Lawyers for Hamdan, 37, accused of conspiring with al-Qaida and providing material support for terror, called Williams as a court-approved expert on jihad warriors in Central Asia. He has done field research with warlords in Afghanistan and captives there and in Pakistan to develop a profile of the different grades of Muslim warriors for Allah.

“The terrorists, they are the elite. I call them the Harvard of the terrorist movement,” said Williams, a professor of Islamic history at the University of Massachusetts-Dartmouth.

They are “multilingual, adept at infiltration, very, very talented operatives,” who can blend into the West.

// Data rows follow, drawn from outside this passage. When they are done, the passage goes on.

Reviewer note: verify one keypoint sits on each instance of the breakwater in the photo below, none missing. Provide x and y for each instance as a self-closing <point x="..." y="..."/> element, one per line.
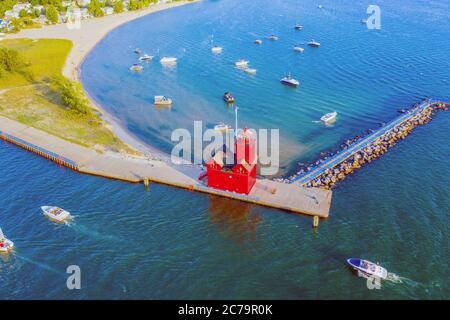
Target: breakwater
<point x="331" y="168"/>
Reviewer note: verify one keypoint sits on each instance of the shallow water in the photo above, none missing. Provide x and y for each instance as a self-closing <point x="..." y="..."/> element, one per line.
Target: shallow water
<point x="170" y="243"/>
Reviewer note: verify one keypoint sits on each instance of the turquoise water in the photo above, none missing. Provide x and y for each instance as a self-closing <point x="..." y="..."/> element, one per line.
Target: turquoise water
<point x="170" y="243"/>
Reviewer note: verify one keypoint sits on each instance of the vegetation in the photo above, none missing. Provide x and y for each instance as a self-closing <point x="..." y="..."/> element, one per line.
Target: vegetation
<point x="47" y="100"/>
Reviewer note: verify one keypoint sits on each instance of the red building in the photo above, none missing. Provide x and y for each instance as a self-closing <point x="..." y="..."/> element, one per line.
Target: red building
<point x="240" y="176"/>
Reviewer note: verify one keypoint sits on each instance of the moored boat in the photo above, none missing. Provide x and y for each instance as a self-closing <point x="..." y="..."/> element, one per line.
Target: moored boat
<point x="368" y="268"/>
<point x="329" y="117"/>
<point x="6" y="245"/>
<point x="289" y="81"/>
<point x="162" y="101"/>
<point x="55" y="213"/>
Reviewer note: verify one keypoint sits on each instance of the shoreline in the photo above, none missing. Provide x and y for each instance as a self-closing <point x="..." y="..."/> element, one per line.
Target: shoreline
<point x="83" y="43"/>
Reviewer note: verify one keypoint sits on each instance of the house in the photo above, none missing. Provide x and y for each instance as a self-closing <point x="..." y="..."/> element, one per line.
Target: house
<point x="240" y="176"/>
<point x="108" y="10"/>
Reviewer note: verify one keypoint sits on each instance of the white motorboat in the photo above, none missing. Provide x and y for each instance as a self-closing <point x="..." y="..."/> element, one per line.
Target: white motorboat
<point x="289" y="81"/>
<point x="6" y="245"/>
<point x="136" y="67"/>
<point x="222" y="127"/>
<point x="168" y="60"/>
<point x="241" y="63"/>
<point x="145" y="57"/>
<point x="313" y="43"/>
<point x="368" y="268"/>
<point x="250" y="70"/>
<point x="162" y="101"/>
<point x="56" y="214"/>
<point x="329" y="117"/>
<point x="216" y="49"/>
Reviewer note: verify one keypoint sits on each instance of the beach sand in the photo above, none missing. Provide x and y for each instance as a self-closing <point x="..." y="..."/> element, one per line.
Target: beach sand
<point x="84" y="39"/>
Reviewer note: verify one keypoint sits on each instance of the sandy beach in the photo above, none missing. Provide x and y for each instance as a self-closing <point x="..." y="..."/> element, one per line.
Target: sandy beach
<point x="84" y="40"/>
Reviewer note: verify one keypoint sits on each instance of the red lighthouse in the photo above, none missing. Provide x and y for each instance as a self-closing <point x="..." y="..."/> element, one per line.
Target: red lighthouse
<point x="239" y="177"/>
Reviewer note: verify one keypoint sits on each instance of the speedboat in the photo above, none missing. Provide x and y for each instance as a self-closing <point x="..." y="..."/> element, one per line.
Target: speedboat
<point x="136" y="67"/>
<point x="289" y="81"/>
<point x="162" y="101"/>
<point x="216" y="49"/>
<point x="145" y="57"/>
<point x="168" y="60"/>
<point x="56" y="214"/>
<point x="6" y="245"/>
<point x="222" y="127"/>
<point x="228" y="97"/>
<point x="313" y="43"/>
<point x="241" y="63"/>
<point x="329" y="117"/>
<point x="368" y="268"/>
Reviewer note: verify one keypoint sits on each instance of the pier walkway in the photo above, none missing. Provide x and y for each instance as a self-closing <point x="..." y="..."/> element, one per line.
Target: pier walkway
<point x="357" y="146"/>
<point x="289" y="197"/>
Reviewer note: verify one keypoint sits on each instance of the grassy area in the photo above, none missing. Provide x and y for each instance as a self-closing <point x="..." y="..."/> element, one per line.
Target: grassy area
<point x="37" y="102"/>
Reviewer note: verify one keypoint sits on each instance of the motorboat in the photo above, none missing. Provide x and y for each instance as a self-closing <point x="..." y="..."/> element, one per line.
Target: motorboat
<point x="145" y="57"/>
<point x="368" y="268"/>
<point x="228" y="97"/>
<point x="136" y="67"/>
<point x="250" y="70"/>
<point x="56" y="214"/>
<point x="168" y="60"/>
<point x="329" y="117"/>
<point x="241" y="63"/>
<point x="216" y="49"/>
<point x="289" y="81"/>
<point x="6" y="245"/>
<point x="313" y="43"/>
<point x="162" y="101"/>
<point x="222" y="127"/>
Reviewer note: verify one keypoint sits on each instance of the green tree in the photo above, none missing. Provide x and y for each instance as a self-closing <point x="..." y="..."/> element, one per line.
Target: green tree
<point x="118" y="6"/>
<point x="52" y="14"/>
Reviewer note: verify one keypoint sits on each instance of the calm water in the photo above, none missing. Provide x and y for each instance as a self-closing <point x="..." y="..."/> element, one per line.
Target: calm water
<point x="170" y="243"/>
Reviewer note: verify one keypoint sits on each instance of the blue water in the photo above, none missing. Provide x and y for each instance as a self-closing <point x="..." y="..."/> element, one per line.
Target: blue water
<point x="170" y="243"/>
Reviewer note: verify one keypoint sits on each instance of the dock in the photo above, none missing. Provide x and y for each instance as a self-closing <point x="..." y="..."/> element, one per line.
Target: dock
<point x="268" y="193"/>
<point x="325" y="174"/>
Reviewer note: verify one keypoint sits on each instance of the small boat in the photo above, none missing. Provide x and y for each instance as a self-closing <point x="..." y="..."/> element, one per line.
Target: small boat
<point x="250" y="70"/>
<point x="368" y="268"/>
<point x="56" y="214"/>
<point x="145" y="57"/>
<point x="329" y="117"/>
<point x="228" y="97"/>
<point x="162" y="101"/>
<point x="222" y="127"/>
<point x="289" y="81"/>
<point x="216" y="49"/>
<point x="241" y="63"/>
<point x="6" y="245"/>
<point x="136" y="67"/>
<point x="313" y="43"/>
<point x="168" y="60"/>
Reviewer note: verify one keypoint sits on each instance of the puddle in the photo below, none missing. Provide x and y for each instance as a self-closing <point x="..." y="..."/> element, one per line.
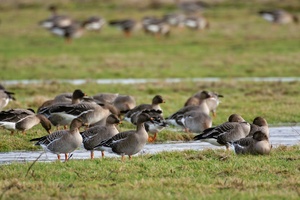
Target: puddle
<point x="139" y="81"/>
<point x="287" y="136"/>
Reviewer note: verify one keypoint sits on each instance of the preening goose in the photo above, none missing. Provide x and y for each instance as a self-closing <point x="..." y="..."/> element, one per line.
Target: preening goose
<point x="131" y="116"/>
<point x="96" y="134"/>
<point x="257" y="144"/>
<point x="62" y="141"/>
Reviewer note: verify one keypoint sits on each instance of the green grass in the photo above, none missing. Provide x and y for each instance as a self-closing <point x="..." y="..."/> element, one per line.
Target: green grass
<point x="238" y="44"/>
<point x="277" y="102"/>
<point x="209" y="174"/>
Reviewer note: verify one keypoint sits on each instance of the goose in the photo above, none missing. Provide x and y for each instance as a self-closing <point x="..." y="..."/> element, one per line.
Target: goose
<point x="278" y="16"/>
<point x="94" y="23"/>
<point x="129" y="142"/>
<point x="126" y="25"/>
<point x="196" y="121"/>
<point x="131" y="116"/>
<point x="65" y="98"/>
<point x="88" y="112"/>
<point x="123" y="103"/>
<point x="96" y="134"/>
<point x="55" y="20"/>
<point x="212" y="102"/>
<point x="259" y="124"/>
<point x="231" y="131"/>
<point x="23" y="120"/>
<point x="191" y="7"/>
<point x="176" y="118"/>
<point x="174" y="19"/>
<point x="196" y="23"/>
<point x="156" y="126"/>
<point x="57" y="119"/>
<point x="74" y="30"/>
<point x="257" y="144"/>
<point x="62" y="141"/>
<point x="156" y="27"/>
<point x="5" y="97"/>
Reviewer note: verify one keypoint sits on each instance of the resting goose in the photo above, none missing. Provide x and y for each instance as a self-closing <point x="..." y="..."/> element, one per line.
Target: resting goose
<point x="257" y="144"/>
<point x="96" y="134"/>
<point x="94" y="23"/>
<point x="128" y="142"/>
<point x="155" y="27"/>
<point x="278" y="16"/>
<point x="174" y="19"/>
<point x="131" y="116"/>
<point x="23" y="120"/>
<point x="231" y="131"/>
<point x="57" y="119"/>
<point x="63" y="141"/>
<point x="196" y="23"/>
<point x="126" y="25"/>
<point x="5" y="97"/>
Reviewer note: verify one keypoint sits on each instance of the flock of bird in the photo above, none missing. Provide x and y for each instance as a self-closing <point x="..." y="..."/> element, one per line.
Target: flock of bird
<point x="100" y="114"/>
<point x="190" y="16"/>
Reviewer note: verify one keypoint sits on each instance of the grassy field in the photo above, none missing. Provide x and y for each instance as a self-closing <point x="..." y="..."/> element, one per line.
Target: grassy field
<point x="238" y="44"/>
<point x="207" y="174"/>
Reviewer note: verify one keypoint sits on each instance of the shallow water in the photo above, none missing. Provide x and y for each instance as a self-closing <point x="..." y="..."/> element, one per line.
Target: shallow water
<point x="287" y="136"/>
<point x="138" y="81"/>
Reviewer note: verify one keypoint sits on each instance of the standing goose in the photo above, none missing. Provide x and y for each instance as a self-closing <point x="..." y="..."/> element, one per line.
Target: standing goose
<point x="231" y="131"/>
<point x="55" y="20"/>
<point x="57" y="119"/>
<point x="23" y="120"/>
<point x="258" y="144"/>
<point x="94" y="23"/>
<point x="128" y="142"/>
<point x="5" y="97"/>
<point x="96" y="134"/>
<point x="74" y="30"/>
<point x="155" y="27"/>
<point x="63" y="141"/>
<point x="201" y="107"/>
<point x="212" y="102"/>
<point x="131" y="116"/>
<point x="278" y="16"/>
<point x="196" y="23"/>
<point x="126" y="25"/>
<point x="259" y="124"/>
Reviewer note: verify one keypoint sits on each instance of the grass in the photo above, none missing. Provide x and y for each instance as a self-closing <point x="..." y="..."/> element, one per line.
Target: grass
<point x="238" y="44"/>
<point x="275" y="101"/>
<point x="208" y="174"/>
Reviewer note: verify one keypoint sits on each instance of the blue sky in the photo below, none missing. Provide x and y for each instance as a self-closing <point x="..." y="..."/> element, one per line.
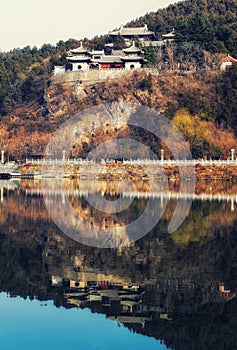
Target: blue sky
<point x="27" y="325"/>
<point x="31" y="22"/>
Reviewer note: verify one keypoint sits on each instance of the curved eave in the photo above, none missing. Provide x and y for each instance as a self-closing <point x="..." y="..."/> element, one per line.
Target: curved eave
<point x="133" y="59"/>
<point x="78" y="59"/>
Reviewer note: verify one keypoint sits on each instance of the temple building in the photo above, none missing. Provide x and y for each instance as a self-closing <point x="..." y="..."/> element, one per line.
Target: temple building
<point x="227" y="62"/>
<point x="132" y="57"/>
<point x="143" y="34"/>
<point x="81" y="59"/>
<point x="169" y="36"/>
<point x="78" y="59"/>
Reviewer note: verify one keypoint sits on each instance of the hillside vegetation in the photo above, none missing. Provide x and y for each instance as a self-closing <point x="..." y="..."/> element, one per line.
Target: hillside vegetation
<point x="201" y="100"/>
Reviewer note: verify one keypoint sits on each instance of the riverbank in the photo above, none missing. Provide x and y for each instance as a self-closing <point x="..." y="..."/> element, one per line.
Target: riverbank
<point x="120" y="171"/>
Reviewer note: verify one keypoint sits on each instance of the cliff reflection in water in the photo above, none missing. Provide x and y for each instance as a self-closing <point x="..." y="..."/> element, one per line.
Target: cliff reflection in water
<point x="178" y="287"/>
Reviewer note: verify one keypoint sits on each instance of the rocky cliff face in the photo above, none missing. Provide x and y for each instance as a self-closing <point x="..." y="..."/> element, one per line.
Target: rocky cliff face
<point x="27" y="130"/>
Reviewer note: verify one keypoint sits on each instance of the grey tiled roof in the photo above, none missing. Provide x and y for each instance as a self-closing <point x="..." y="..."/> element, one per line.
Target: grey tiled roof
<point x="133" y="31"/>
<point x="110" y="59"/>
<point x="78" y="59"/>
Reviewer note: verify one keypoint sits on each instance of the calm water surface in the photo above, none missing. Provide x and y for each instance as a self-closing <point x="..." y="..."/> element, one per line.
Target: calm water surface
<point x="164" y="291"/>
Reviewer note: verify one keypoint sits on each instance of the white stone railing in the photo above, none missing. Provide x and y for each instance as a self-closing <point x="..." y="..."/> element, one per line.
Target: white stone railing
<point x="176" y="162"/>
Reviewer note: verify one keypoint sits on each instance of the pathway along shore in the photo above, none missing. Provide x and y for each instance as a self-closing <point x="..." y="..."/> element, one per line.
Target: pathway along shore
<point x="119" y="171"/>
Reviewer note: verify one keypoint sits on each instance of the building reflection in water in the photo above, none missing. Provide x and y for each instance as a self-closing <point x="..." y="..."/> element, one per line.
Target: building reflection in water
<point x="169" y="286"/>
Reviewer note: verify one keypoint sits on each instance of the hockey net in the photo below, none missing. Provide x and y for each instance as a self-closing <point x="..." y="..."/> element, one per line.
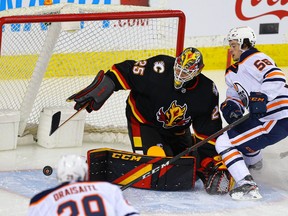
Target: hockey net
<point x="50" y="52"/>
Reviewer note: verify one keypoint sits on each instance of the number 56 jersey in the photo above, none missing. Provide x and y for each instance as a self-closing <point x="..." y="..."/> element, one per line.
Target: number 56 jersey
<point x="257" y="72"/>
<point x="81" y="198"/>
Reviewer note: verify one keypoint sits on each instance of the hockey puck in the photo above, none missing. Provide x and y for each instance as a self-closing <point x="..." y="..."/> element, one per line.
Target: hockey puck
<point x="47" y="170"/>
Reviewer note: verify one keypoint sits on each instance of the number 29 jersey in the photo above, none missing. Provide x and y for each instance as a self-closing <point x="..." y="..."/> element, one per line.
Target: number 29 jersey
<point x="81" y="198"/>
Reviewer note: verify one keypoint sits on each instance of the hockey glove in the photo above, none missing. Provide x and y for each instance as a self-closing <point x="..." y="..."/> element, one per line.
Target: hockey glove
<point x="215" y="176"/>
<point x="95" y="94"/>
<point x="257" y="104"/>
<point x="231" y="111"/>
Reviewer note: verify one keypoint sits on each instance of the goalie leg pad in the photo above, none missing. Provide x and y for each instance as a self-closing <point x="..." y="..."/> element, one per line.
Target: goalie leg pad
<point x="215" y="176"/>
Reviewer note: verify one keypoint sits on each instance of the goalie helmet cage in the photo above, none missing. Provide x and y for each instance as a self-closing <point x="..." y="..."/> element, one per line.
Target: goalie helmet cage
<point x="50" y="52"/>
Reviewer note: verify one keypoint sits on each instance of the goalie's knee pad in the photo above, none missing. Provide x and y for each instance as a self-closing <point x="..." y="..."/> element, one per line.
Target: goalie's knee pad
<point x="215" y="176"/>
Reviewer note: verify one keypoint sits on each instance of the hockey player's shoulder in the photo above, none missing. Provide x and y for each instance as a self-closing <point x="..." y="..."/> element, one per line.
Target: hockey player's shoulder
<point x="232" y="68"/>
<point x="205" y="80"/>
<point x="247" y="54"/>
<point x="45" y="193"/>
<point x="165" y="58"/>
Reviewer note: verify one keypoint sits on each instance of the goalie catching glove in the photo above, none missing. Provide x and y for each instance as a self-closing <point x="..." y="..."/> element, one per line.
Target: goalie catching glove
<point x="95" y="94"/>
<point x="215" y="176"/>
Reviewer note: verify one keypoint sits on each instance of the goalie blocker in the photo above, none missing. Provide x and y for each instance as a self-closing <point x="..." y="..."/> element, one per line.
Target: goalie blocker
<point x="121" y="167"/>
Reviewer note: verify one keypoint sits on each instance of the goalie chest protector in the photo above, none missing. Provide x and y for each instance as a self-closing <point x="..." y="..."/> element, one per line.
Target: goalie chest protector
<point x="121" y="167"/>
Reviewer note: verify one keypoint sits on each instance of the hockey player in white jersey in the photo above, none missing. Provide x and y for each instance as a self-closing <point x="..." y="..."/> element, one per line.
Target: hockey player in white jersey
<point x="75" y="196"/>
<point x="256" y="83"/>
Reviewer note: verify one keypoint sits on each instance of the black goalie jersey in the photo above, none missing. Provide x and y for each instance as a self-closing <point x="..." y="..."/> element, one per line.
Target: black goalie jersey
<point x="154" y="101"/>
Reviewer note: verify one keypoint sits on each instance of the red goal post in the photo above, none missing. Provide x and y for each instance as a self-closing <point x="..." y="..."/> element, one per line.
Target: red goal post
<point x="51" y="52"/>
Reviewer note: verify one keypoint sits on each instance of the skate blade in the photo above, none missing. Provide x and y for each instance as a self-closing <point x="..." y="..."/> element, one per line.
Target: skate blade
<point x="251" y="195"/>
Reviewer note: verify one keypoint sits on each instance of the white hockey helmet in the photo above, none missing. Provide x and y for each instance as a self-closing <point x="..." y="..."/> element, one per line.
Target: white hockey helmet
<point x="187" y="65"/>
<point x="241" y="33"/>
<point x="72" y="168"/>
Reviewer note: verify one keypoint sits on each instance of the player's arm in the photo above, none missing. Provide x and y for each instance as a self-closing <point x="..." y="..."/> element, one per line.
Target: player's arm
<point x="95" y="94"/>
<point x="129" y="74"/>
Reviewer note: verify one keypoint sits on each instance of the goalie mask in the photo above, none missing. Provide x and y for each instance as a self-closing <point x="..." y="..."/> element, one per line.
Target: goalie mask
<point x="187" y="66"/>
<point x="240" y="34"/>
<point x="72" y="168"/>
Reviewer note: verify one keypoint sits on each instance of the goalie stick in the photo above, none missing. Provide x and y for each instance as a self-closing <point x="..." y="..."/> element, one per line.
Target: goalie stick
<point x="57" y="116"/>
<point x="188" y="150"/>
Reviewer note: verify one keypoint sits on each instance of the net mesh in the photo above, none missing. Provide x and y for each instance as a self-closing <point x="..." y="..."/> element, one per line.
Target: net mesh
<point x="45" y="60"/>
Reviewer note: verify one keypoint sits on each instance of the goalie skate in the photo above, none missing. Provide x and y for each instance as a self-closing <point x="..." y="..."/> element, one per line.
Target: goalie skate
<point x="248" y="190"/>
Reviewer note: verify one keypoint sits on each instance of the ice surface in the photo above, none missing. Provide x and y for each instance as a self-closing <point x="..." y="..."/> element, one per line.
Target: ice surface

“They weren’t run-of-the-mill riff-raff, the sort of cannon fodder that al-Qaida would use in military operations against the Northern Alliance,” he said.

For more than a week the Pentagon prosecution at the first U.S. war crimes tribunal since World War II has cast Hamdan, a $200-a-month driver, as a trusted bin Laden aide.

At interrogation, FBI agents testified, Hamdan told of his skill at maneuvering in motorcades to help the boss elude U.S. reprisal. He described overhearing bin Landen and fellow plotters analyze the 9-11 attacks, after the fact. He also served, at times, as a bodyguard and weapons courier, agents said.

Starting Wednesday, the defense sought to portray Hamdan to the jury of six U.S. military officers as something less than a sidekick – a man who drove the Saudi millionaire for wages, not ideology.

Last week, prosecutors admitted as evidence a photo of Hamdan at a Ramadan feast in Afghanistan, shouldering an assault rifle. Also in the picture: bin Laden and a head of the al-Qaida godfather’s bodyguard team.

On Wednesday, the defense team introduced its expert by putting a photo of Williams holding an AK-47 assault rifle as he traveled with U.S.-allied, Northern Alliance fighters.

Williams then testified that weapons are commonplace in tribal Afghanistan, where, he said, he was urged to carry one for personal protection while conducting research.

Also, Hamdan skipped part of the trial, for a second time. Last week, he left while jurors watched a video of his first battlefield interrogation.

Wednesday the judge, Navy Capt. Keith Allred, told the jury that Hamdan “has a headache, was given Tylenol and is resting. Please don’t hold this against him if he comes in and sits down to rejoin us.”

Hamdan’s head ached on the eighth day of trial, as the defense started presenting its case.

Prosecutors called 13 witnesses. They included nine federal agents who related his interrogations from Afghanistan to Guantanamo and two Special Forces soldiers who were in the vicinity of his November 2001 capture in southern Afghanistan, when two surface-to-air missiles were found in his car.

The Pentagon also called a counter-terror consultant it paid $45,000 to testify and make a movie about al-Qaida, as well as a former ABC reporter who interviewed bin Laden in 1998.